Robert Fico: Premier Słowacji za strzelaninę obwinia „nienawiść” opozycji
![Robert Fico: Premier Słowacji za strzelaninę obwinia „nienawiść” opozycji](https://oen.pl/wp-content/uploads/2024/06/172ab220-2373-11ef-80aa-699d54c46324-770x470.jpg)
- Autor, Roba Camerona
- Rola, Praga
Trzy tygodnie po zastrzeleniu Roberta Fico w środkowej Słowacji powrócił on pełną parą do życia politycznego – w przededniu wyborów do Parlamentu Europejskiego.
W filmie na Facebooku, nagranym najwyraźniej w domu w Bratysławie, słowacki premier obwinia słowacką liberalną opozycję, „media antyrządowe” i organizacje pozarządowe finansowane z zagranicy za stworzenie atmosfery nienawiści i nietolerancji, która spowodowała, że strzelanina możliwy.
Fico, który 15 maja został ciężko ranny po wielokrotnym postrzeleniu w brzuch, powiedział, że przebaczył napastnikowi – zidentyfikowanemu przez prokuratorów jako 71-letni Juraj C – i nie żywił do niego nienawiści.

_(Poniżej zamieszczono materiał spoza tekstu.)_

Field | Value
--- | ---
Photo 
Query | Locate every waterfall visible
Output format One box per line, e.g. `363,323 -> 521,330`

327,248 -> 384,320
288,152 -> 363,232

Powiedział jednak, że jego napastnik był „działaczem słowackiej opozycji”.
Mężczyzna, któremu grozi wieloletnia kara więzienia za usiłowanie zabójstwa, był „posłańcem zła i nienawiści politycznej” podsycanej przez „nieudaną i sfrustrowaną” słowacką opozycję, powiedział Fico.
Partie opozycyjne – w szczególności liberalna Postępowa Słowacja, która przed wyborami do Parlamentu Europejskiego szerzy lewicową partię Smer Fico – potępiły strzelaninę i kategorycznie odrzuciły wszelkie powiązania z napastnikiem.
Fico, który przez ponad 10 z ostatnich 18 lat pełnił funkcję premiera, powrócił do władzy w październiku ubiegłego roku na czele koalicji populistyczno-nacjonalistycznej.
W ostatnich miesiącach Słowacja stała się coraz bardziej spolaryzowana, a atak jedynie pogłębił napięcia.
Na nagraniu wideo najwyraźniej nagranym na korytarzu komisariatu policji kilka godzin po ataku w centrum miasta Handlova podejrzany – określany jako poeta i autor – powiedział, że kierował się sprzeciwem wobec polityki Ficy, w tym zniesienia nadawca RTVS.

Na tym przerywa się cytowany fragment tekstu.